Maureen Tucker once said that one of her greatest regrets about her tenure in the Velvet Underground is that the band didn't record their shows, and while the live tapes that do survive of the group's performances document an extraordinary band, sadly there aren't very many of them. 1969: Velvet Underground Live, a two-record set released in 1974, is the best and most compelling (legally released) document of the band's powers in concert, but given its length (over 104 minutes), when Mercury Records reissued the set on CD in 1988, they opted to send it out as two separate single-disc albums, rather than as a two-disc set.
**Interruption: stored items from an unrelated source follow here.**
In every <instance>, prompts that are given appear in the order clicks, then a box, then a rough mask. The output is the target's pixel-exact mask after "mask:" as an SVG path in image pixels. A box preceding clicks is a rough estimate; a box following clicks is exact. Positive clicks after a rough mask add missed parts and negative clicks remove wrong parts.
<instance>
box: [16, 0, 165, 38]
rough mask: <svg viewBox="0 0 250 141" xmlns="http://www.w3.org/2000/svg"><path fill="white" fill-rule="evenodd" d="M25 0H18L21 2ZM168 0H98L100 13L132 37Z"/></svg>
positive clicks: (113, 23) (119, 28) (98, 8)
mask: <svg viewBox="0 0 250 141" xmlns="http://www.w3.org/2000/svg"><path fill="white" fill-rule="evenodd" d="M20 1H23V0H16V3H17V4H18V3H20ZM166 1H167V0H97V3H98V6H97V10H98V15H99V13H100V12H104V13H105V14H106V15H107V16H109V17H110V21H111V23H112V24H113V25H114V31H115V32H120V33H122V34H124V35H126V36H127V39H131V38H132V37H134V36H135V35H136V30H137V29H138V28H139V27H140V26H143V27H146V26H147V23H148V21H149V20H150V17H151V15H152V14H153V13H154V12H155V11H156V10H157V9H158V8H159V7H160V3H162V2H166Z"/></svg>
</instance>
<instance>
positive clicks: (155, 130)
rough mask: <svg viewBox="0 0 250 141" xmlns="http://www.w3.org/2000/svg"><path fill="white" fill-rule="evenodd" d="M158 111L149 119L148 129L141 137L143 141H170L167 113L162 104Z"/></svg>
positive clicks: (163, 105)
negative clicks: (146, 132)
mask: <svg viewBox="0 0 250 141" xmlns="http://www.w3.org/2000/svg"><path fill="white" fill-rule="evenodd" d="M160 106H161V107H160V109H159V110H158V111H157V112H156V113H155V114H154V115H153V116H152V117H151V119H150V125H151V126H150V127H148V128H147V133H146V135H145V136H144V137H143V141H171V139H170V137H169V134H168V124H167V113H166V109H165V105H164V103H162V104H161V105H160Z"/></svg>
The three long songs that open 1969: Velvet Underground Live, Vol. 2 (they were the whole of side three on the vinyl release) capture the Velvets at their most hypnotically beautiful, easing from the slow but dramatic ebb and flow of "Ocean," through the lovely melancholy of "Pale Blue Eyes," into the slow, unbearable build to manic frenzy of "Heroin." The disc's second half finds the band in more conventional but no less satisfying form, shifting back and forth between mid-tempo numbers like "Over You" and "Some Kinda Love" and charging rockers such as "White Light/White Heat" (a fine version of "I Can't Stand It" has been added for the CD issue). While Lou Reed's passionate vocals and guitar work are front and center throughout, the rest of the band is in equally superb form, especially Sterling Morrison, still the finest foil Reed ever had on guitar, and Maureen Tucker, whose subtle, highly musical drumming is at once minimal and superbly intelligent. If you care at all about the Velvet Underground, both volumes of 1969: Velvet Undergound Live belong in your collection, but Vol. 2 is the one to get if you want to know how much more this band could do than create bracing noise.